- From: Etan Wexler <ewexler@stickdog.com>
- Date: Thu, 07 Jul 2005 00:36:16 -0400
- To: W3C CSS-validator list <www-validator-css@w3.org>
- CC: Paul Coombe <pcwm@sympatico.ca>
Paul Coombe wrote to the W3C CSS-validator list <mailto:www-validator-css@w3.org> on 6 December 2004 in “css validator mystery symbol” (<mid:41B4E781.2060605@sympatico.ca>, <http://www.w3.org/mid/41B4E781.2060605@sympatico.ca>): > When using the W3C CSS validator I got an error that showed a y with 2 > dots above and a combination pb. This is the closest I could come to a > reproduction. Then came a graphic depicting glyphs for the character sequence “ÿþ” (<Latin small letter y with diaeresis, Latin small letter thorn>, <U+00FF U+00FE>). > What does it mean?

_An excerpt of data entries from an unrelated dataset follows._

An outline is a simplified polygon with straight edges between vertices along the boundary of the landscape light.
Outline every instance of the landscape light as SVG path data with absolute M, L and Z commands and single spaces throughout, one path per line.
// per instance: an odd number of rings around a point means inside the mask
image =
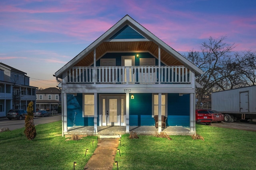
M 115 162 L 115 165 L 117 166 L 117 170 L 118 170 L 118 164 L 117 163 L 117 161 Z
M 121 154 L 120 153 L 120 149 L 117 149 L 117 151 L 119 152 L 119 155 L 121 156 Z
M 74 170 L 75 170 L 75 166 L 76 166 L 76 162 L 74 162 Z
M 86 150 L 85 151 L 85 154 L 84 154 L 84 156 L 86 156 L 86 152 L 87 152 L 87 150 L 88 150 L 89 149 L 86 149 Z

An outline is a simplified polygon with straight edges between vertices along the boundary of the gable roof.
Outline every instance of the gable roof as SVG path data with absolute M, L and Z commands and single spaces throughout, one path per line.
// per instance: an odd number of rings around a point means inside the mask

It was almost certainly supposed to be an encoding signature, flagging the encoding of the text as little-endian UTF-16. The encoding of the style sheet represented each character with an eight-bit byte, giving us <FF FE>. The character zero width no-break space (U+FEFF) has the semantics of a byte-order mark (known as “BOM”), or encoding signature. When serialized as little-endian UTF-16, the BOM yields the bytes <FF FE>. The solution that first comes to mind is to use better authoring software. A good text editor will let the author choose the encoding in which to save and, in the case of the UTF encodings, whether to ensure the presence of a BOM at the start of text. -- Etan Wexler.